As education secretary, DeVos would have a hard time pushing states and districts in significant new directions that local leaders wouldn’t want to take, in part because of the restrictions in ESSA, the latest edition of the Elementary and Secondary Education Act.
“Expanding the [secretary’s role] would fly directly in the face of the most recent legislation,” said Elizabeth Mann, a fellow at the Brown Center on Education Policy at the Brookings Institution. And if DeVos did overreach, lawmakers who complained bitterly that Obama education secretaries overstepped their bounds would have to call her on her actions, or risk looking like “blatant hypocrites,” Mann added.
At least two Republican senators—Nebraska’s Deb Fischer and Kansas’ Jerry Moran—extracted promises from DeVos that she would respect state authority, including no federal voucher mandates, before agreeing to vote for her, according to statements from their offices.
Some civil rights advocates worried more about what DeVos wouldn’t do than what she would, especially when it comes to enforcing civil rights laws and the parts of ESSA aimed at improving low-performing schools and boosting the performance of historically overlooked groups of students, such as English-learners and those in special education.

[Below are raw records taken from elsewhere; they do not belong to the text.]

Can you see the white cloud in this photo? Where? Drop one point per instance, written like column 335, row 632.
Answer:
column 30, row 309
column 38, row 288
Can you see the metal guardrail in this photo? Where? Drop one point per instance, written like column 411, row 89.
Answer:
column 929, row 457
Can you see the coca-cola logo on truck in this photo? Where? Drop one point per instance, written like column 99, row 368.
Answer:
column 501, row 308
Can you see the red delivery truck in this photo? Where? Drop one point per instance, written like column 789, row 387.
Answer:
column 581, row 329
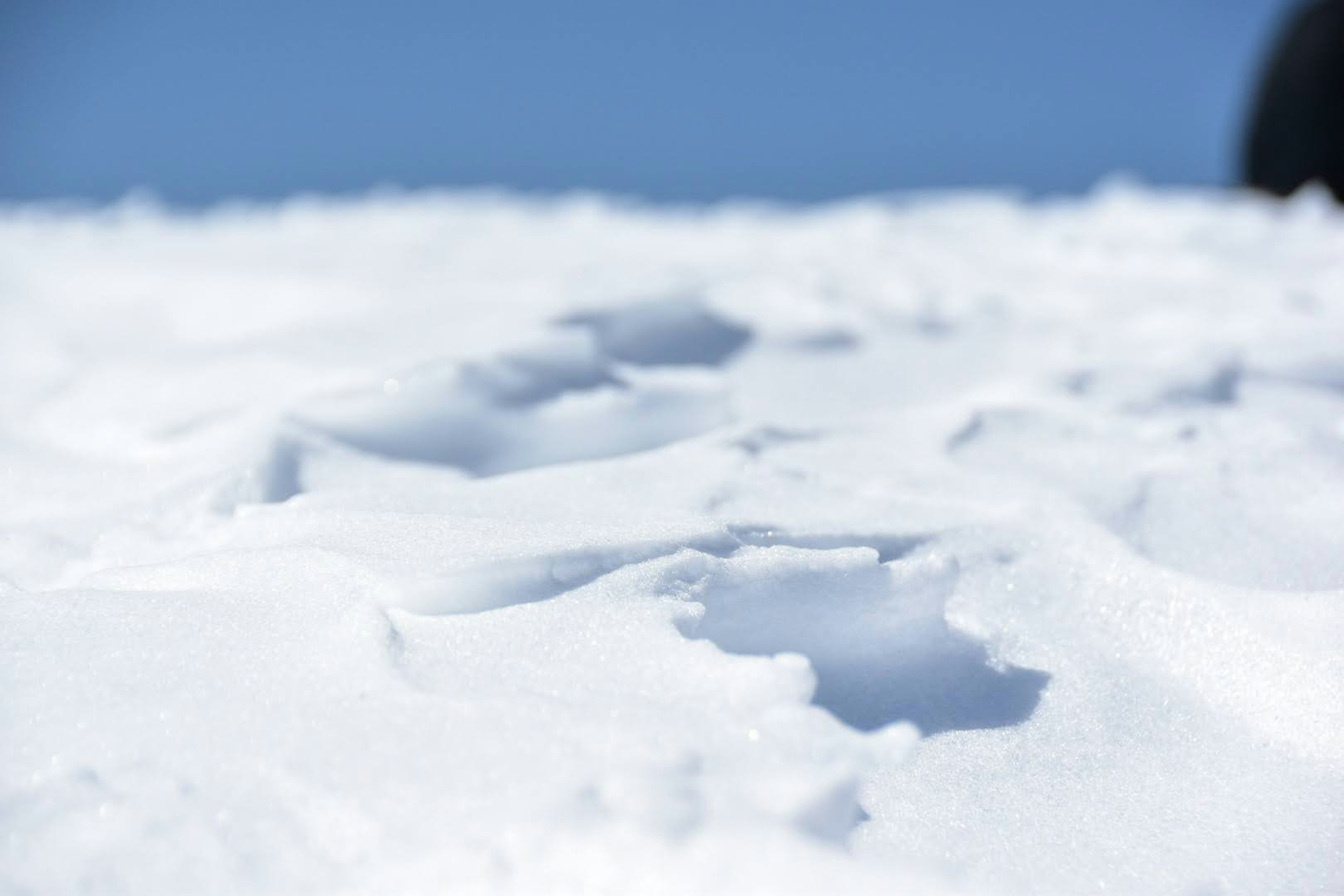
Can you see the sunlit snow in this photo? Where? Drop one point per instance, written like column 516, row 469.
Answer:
column 472, row 543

“The deference to states is our biggest concern at the moment,” said Kati Haycock, who from the helm of the Education Trust, which advocates for poor and minority children. “The kids we work on behalf of can’t afford a secretary who doesn’t have their back.”
Congressional Backstop?
If advocates were to decide DeVos wasn’t properly enforcing ESSA and laws protecting civil rights in education, Congress perhaps would not be the right referee for concerned civil rights groups, Mann said. That’s because Republican lawmakers might not want to rebuke a GOP administration for weak enforcement of civil rights. But the courts could help.
For her part, DeVos said during her confirmation hearing that she would approach ESSA enforcement “as Congress intended, with local communities freed from burdensome regulations from Washington.”
DeVos, though, might find it tough to use of one of the few tools left to the secretary in the ESSA era: the megaphone of her office.
“In order to effectively use the bully pulpit granted to the secretary of education, she will need to both inspire and lead disparate parties with competing agendas. From where I sit, most billionaires don’t operate in that manner,” said Maria Ferguson, the president of the Center on Education Policy, who worked in the Education Department during President Bill Clinton’s administration.
But Michael Petrilli, who served in the department under President George W. Bush and is now the president of the Thomas B. Fordham Institute, said DeVos, as a longtime GOP mega-donor, has a line of access to Republican state lawmakers who hold the reins of power in most states.
“She may not have educators,” said Petrilli. “But she’s got Republican legislators and Republican governors.” And many of them have faced the same criticisms DeVos is facing now and may be sympathetic to her, he said.
And on school choice? “They can do a lot,” he said.